On peut donc s'étonner que nos élus régionaux, départementaux et locaux n'aient pas réagi au contenu de ce rapport. Aucun communiqué officiel n'a été publié depuis la remise de ce rapport au Premier ministre Édouard Philippe le 15 février dernier, ni de la part de Carole Delga la présidente de Région, ni de la part de Georges Méric, le président du Conseil Départemental de la Haute-Garonne, ni même de Jean-Luc Moudenc le président de Toulouse Métropole et maire de Toulouse. Rien, pas même un communiqué commun de ces 3 acteurs du territoire qui avaient pourtant pris l'habitude de parler d'une même voix pour évoquer le dossier de la LGV Toulouse-Bordeaux.

Un silence qui s'explique peut-être par les propos plutôt rassurants de la ministre des Transports, Elisabeth Borne, qui a affirmé le 18 février que "ce sujet doit être abordé au cas par cas avec les Régions et le moment venu. L'avenir de ces lignes ne sera pas défini depuis Paris mais dans chacune des régions, dans un processus adapté car ce sont elles qui ont la responsabilité du plan de transport de leur territoire". La balle semble donc bel et bien dans le camp de nos élus désormais.

Certains élus montent au créneau

Le maire d'Auch, Christian Laprébende, le président de l'agglomération Grand Auch Cœur de Gascogne, Roger Tramont, le président du conseil départemental du Gers, Philippe Martin, la députée du Gers, Gisèle Biémouret, et le sénateur du Gers, Franck Montaugé, ont appelé dans un communiqué commun à "la mobilisation de tous les élus du Gers et de la région Occitanie pour défendre la ligne Auch-Toulouse, dont l'intérêt socio-économique pour notre territoire n'est plus à démontrer.
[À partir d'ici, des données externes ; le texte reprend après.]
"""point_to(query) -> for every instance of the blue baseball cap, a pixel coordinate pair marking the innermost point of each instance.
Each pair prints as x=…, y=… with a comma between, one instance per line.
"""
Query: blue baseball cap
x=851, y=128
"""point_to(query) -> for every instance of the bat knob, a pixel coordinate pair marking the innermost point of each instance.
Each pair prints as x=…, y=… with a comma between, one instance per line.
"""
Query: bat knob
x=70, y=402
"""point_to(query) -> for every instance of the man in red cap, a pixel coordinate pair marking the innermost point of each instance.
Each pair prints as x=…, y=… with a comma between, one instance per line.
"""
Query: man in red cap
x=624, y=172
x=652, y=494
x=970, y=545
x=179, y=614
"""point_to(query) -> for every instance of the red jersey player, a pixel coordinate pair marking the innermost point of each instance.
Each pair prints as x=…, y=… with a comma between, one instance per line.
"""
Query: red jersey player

Non seulement cette ligne indispensable a de nombreux usagers et doit être maintenue, mais elle doit aussi être renforcée pour répondre aux besoins de demain".

"Après tous les efforts déployés par la Région et les collectivités pour sauver cette ligne et moderniser le pôle multimodal d'Auch, la fermeture de la ligne Auch-Toulouse n'est tout simplement pas concevable", concluent-ils.

D'autres élus locaux pourraient faire entendre leurs voix dans les jours ou les semaines à venir comme l'ont fait la Fnaut (la principale association des usagers des transports) ou encore les écologistes après la remise en cause des petites lignes ferroviaires par le rapport Spinetta. Dans ce dossier, les déclarations de Carole Delga sont très attendues. Sept jours après la parution du dit rapport, la présidente de la région Occitanie n'a toujours pas communiqué officiellement. Affaire à suivre.

Les cheminots dans la rue

Le 19 février, la direction de la SNCF a pu échanger avec le Premier ministre alors que les 4 syndicats de l'entreprise publique (CGT-Cheminots, Sud-Rail, UNSA-Ferroviaire et la CFDT Cheminots) eux, étaient reçus au ministère des Transports. Le 22 mars, jour de grève dans la fonction publique, cheminots et usagers sont appelés à se rassembler à l'appel de la CGT-Cheminots pour une manifestation nationale à Paris.